14. Lieutenant Joseph Dayman (1818-1868). Artist and Mate of the HMS 'Erebus' on its voyage to Antarctica 1839--1843, Hooker considered him the best artist on the Antarctic voyage. He ran a telegraph survey line on HMS 'Cyclops' across the Atlantic Ocean marking a new era in ocean exploration, the beginning of systematic surveys.
15. Araucaria; a genus of evergreen coniferous trees in the family Araucariaceae.
16. Walter Hood Fitch (1817--1892). Botanical illustrator born Glasgow. Executed 10,000 drawings for various publications. Worked in colour lithography, including 2,700 illustrations for Curtis' Botanical Magazine over 40 years. William Hooker, as editor brought Fitch to the magazine. Fitch produced up to 200 plates per year.
17. Stipule (Latin stipula: straw, stalk): a term coined by Linnaeus which refers to outgrowths borne on either side (sometimes just one side) of the base of a leafstalk (the petiole).
18. Latin ficus, an old name for edible fig.
19. Sir George King (1840--1909). Superintendent of the Royal Botanic Garden, Calcutta and Cinchona cultivation in Bengal, 1871-1898. First Director of the Botanical Survey of India, 1890-1898. Awarded the Linnean Medal in 1901. Recognized for his work in the cultivation of cinchona and for setting up a system for the inexpensive distribution of quinine throughout India through the postal system.
20. Alerce is a common name for Fitzroya cupressoides, a towering tree species native to the Andes mountains.
21. James Wilson (1795--1856). Scottish zoologist, investigating natural history of fish of Scotland, particularly herring. One of the first to use the term "evolution" in the context of biological speciation.
22. Richard Parnell (1810-1882), doctor, botanist, zoologist, ichthyologist and specialist taxonomist Agrostologist.

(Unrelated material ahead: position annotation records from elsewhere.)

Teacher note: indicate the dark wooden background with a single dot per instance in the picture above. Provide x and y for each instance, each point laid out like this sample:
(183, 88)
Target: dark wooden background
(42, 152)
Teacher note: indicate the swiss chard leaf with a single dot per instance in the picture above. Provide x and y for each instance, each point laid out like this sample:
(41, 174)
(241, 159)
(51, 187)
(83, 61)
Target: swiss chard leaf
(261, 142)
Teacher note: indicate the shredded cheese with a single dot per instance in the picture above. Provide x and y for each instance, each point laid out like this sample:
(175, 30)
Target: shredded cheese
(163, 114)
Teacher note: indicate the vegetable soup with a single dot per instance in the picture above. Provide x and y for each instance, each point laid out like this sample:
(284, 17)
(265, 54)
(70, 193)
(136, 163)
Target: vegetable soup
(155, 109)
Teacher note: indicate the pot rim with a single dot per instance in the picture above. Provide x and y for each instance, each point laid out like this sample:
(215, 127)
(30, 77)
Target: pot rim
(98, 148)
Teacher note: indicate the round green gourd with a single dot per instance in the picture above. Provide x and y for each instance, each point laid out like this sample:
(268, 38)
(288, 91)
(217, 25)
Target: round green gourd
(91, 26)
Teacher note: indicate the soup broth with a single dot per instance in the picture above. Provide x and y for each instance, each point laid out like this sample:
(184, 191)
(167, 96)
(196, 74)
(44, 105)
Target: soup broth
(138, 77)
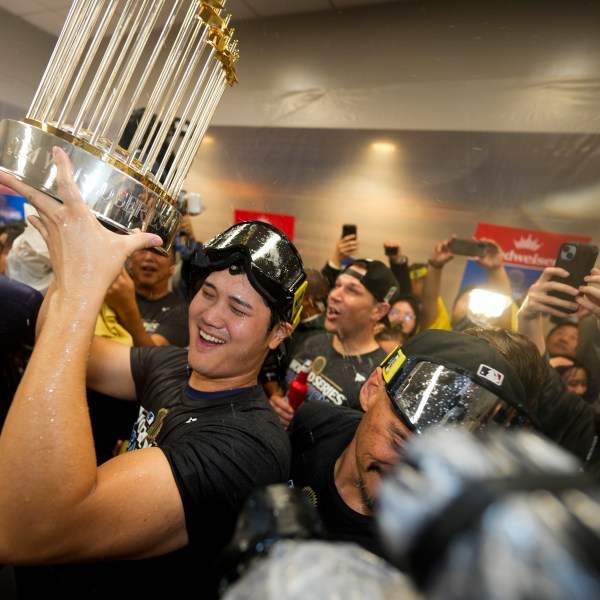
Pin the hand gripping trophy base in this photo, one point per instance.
(121, 199)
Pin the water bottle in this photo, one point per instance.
(299, 386)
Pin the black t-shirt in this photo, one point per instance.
(319, 433)
(220, 447)
(334, 378)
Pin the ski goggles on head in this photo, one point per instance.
(272, 263)
(426, 394)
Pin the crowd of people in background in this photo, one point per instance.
(370, 326)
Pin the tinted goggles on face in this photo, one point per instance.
(425, 394)
(273, 264)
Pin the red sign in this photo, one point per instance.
(283, 222)
(526, 254)
(525, 247)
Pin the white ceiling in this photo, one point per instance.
(50, 15)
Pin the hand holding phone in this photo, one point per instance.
(577, 258)
(348, 229)
(466, 247)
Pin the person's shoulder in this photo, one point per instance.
(319, 340)
(312, 414)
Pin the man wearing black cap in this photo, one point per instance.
(345, 355)
(205, 436)
(481, 380)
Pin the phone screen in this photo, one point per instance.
(348, 230)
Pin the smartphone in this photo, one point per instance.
(348, 230)
(577, 258)
(466, 247)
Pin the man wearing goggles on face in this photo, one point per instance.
(481, 379)
(205, 436)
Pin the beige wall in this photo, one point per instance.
(437, 67)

An authority fishes and grasses, Parnell published two noted works - Prize Essay on the Natural and Economical History of the Fishes Marine, Fluviatile, and Lacustrine, of the River District of the Firth of Forth (Edinburgh: Neill and Co., 1838) and The Grasses of Britain, 2 vols. (Edinburgh: Blackwood, 1842-1845). He continued collecting for many years.
23. William Dawson Hooker (1816--1840). Medical doctor, brother of Joseph D Hooker, died in Jamaica of yellow fever.

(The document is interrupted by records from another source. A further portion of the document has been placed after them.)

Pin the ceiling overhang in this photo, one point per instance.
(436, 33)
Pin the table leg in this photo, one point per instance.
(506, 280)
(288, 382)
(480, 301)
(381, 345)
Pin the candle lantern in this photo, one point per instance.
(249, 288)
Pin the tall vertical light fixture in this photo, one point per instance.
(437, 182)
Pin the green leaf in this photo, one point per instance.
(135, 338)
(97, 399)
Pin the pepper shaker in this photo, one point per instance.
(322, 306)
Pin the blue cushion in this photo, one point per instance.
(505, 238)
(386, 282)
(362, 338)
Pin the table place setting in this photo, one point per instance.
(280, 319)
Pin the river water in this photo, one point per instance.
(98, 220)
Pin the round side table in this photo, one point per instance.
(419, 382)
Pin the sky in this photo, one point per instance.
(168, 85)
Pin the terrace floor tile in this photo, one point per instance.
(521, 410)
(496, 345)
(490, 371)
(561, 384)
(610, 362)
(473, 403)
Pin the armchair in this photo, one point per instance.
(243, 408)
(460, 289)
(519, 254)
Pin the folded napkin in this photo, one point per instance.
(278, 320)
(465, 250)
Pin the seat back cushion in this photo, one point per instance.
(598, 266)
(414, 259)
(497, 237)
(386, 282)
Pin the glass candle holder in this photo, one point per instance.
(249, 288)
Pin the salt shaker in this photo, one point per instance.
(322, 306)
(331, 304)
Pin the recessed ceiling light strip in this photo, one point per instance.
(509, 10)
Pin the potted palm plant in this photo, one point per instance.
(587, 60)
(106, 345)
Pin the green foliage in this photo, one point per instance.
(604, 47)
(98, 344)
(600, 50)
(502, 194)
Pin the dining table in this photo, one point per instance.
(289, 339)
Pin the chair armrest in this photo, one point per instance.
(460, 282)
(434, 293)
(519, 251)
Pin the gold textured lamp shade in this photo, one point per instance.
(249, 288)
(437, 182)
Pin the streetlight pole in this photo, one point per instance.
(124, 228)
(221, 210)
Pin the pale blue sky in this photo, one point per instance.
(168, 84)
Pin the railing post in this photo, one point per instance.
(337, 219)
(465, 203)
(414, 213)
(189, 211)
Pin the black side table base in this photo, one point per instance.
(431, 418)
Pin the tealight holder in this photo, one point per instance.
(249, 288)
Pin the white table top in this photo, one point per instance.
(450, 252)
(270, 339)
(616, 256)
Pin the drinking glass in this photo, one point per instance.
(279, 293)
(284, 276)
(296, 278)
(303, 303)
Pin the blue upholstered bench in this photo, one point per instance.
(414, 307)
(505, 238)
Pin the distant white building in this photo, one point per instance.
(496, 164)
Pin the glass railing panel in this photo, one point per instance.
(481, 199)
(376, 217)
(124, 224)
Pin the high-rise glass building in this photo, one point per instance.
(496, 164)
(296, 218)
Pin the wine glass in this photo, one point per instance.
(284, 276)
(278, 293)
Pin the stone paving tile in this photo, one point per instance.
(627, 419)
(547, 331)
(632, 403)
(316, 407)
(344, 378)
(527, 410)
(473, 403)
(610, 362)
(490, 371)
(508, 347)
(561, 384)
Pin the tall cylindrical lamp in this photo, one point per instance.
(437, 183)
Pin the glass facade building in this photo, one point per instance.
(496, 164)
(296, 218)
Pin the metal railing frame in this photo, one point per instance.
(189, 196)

24. Patrick Neill (1776--1851). Scottish printer and horticulturalist, known as a naturalist. A founding member, and the first secretary, of both the Wernerian Natural History Society (1808--49) and the Caledonian Horticultural Society (1809--49), he is mainly remembered today for having endowed the Neill Medal of the Royal Society of Edinburgh.
25. Dr Andrew Fleming (1822--1901). Surgeon of Bengal Establishment, East India Company, 1844. Geologist; mapped Salt Range, India and collected plants there and in Murree Hills, c.1850. Retired as Surgeon Major 4th Regiment, Punjab Cavalry, 1873. (son of Rev John Fleming 1785--1857).
26. Erebus -see 11.
27. Reverend George Gordon (1801--1893) of Birnie. Studied natural history, geology, botany and theology at Edinburgh. Botanist and geologist, published and corresponded with William Hooker.

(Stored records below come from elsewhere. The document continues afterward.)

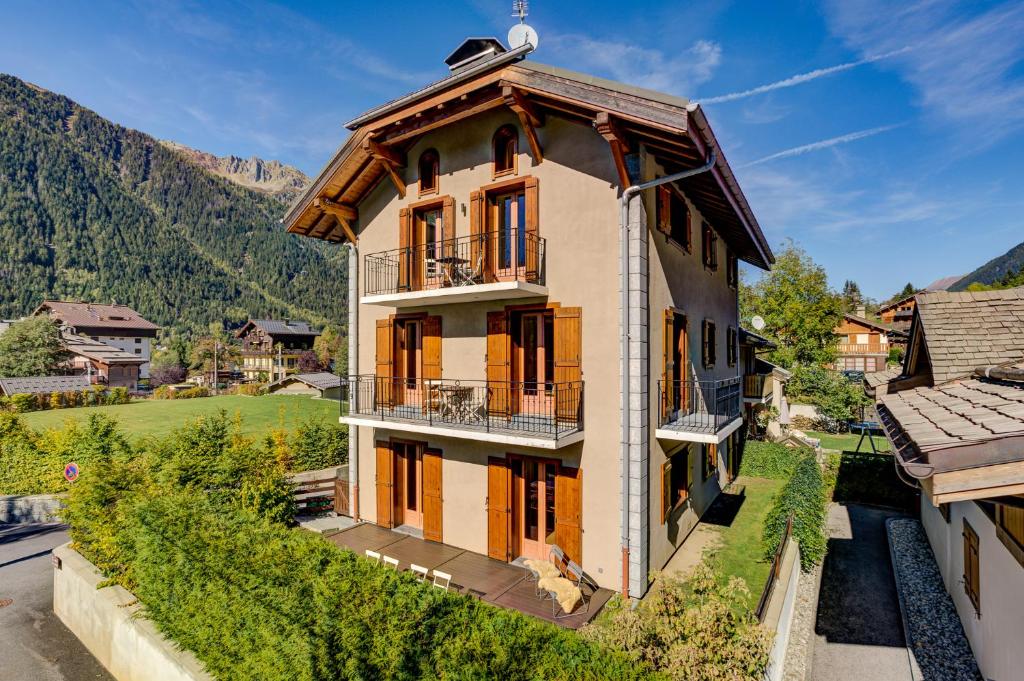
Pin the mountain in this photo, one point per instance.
(995, 269)
(94, 211)
(271, 177)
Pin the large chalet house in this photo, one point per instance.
(270, 348)
(954, 415)
(543, 271)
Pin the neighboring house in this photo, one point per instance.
(117, 326)
(863, 343)
(320, 384)
(491, 406)
(102, 363)
(271, 347)
(43, 384)
(955, 418)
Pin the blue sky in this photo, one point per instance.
(888, 142)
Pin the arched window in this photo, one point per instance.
(506, 144)
(429, 170)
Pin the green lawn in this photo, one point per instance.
(843, 441)
(738, 549)
(159, 417)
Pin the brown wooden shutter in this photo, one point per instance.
(568, 367)
(432, 496)
(384, 366)
(532, 222)
(385, 462)
(499, 509)
(432, 347)
(404, 249)
(499, 369)
(568, 512)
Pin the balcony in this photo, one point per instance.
(495, 265)
(547, 416)
(698, 411)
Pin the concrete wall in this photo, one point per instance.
(995, 636)
(129, 646)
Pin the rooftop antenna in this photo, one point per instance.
(521, 34)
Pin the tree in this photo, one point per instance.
(32, 347)
(799, 308)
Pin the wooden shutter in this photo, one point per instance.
(404, 249)
(432, 496)
(384, 366)
(499, 509)
(385, 463)
(531, 224)
(499, 369)
(568, 512)
(664, 210)
(568, 368)
(431, 347)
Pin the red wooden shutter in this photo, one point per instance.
(432, 514)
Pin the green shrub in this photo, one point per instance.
(805, 497)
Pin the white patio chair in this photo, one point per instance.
(442, 580)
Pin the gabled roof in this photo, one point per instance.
(95, 315)
(43, 384)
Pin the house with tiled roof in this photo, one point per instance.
(270, 348)
(954, 416)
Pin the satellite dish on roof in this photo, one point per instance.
(520, 34)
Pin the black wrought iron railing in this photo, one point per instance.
(698, 406)
(548, 410)
(495, 256)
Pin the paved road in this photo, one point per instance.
(34, 643)
(858, 633)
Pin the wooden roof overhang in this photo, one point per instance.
(676, 133)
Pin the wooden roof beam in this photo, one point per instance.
(607, 128)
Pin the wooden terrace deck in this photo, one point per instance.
(472, 573)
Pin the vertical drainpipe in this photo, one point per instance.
(353, 370)
(624, 224)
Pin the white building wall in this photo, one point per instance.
(996, 634)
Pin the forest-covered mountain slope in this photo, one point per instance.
(93, 211)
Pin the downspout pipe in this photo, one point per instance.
(624, 224)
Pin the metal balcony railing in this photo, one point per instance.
(702, 407)
(496, 256)
(546, 410)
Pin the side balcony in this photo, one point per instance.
(547, 416)
(699, 411)
(494, 265)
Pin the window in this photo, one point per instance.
(506, 144)
(709, 460)
(732, 270)
(972, 570)
(675, 481)
(429, 170)
(709, 244)
(708, 343)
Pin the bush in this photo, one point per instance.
(805, 497)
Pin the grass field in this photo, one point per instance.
(160, 417)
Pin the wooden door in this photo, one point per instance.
(432, 495)
(499, 513)
(385, 470)
(568, 512)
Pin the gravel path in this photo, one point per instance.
(934, 629)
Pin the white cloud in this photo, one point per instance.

28. Col J Coventry botanist, plant collector.
29. Lady Maria Hooker née Turner (1797--1872). Wife of William Jackson Hooker, Mother of Joseph Dalton Hooker.
30. Possibly Sophia Mack the daughter of Rev John Mack (born Edinburgh) and Mary Mack, who were in Bengal.
31. Robert Graham (1786--1845). Scottish physician and botanist. A major figure in the creation of Glasgow Botanic Gardens and inaugural chair of botany at Glasgow University in 1818. Professor of Botany and Medicine at Edinburgh University, 1820--1845 during which time he was also Physician to the Royal Infirmary of Edinburgh and Regius Keeper of the Royal Botanic Gardens, Edinburgh.
32. Rutila (latin) meaning red, golden red, reddish yellow.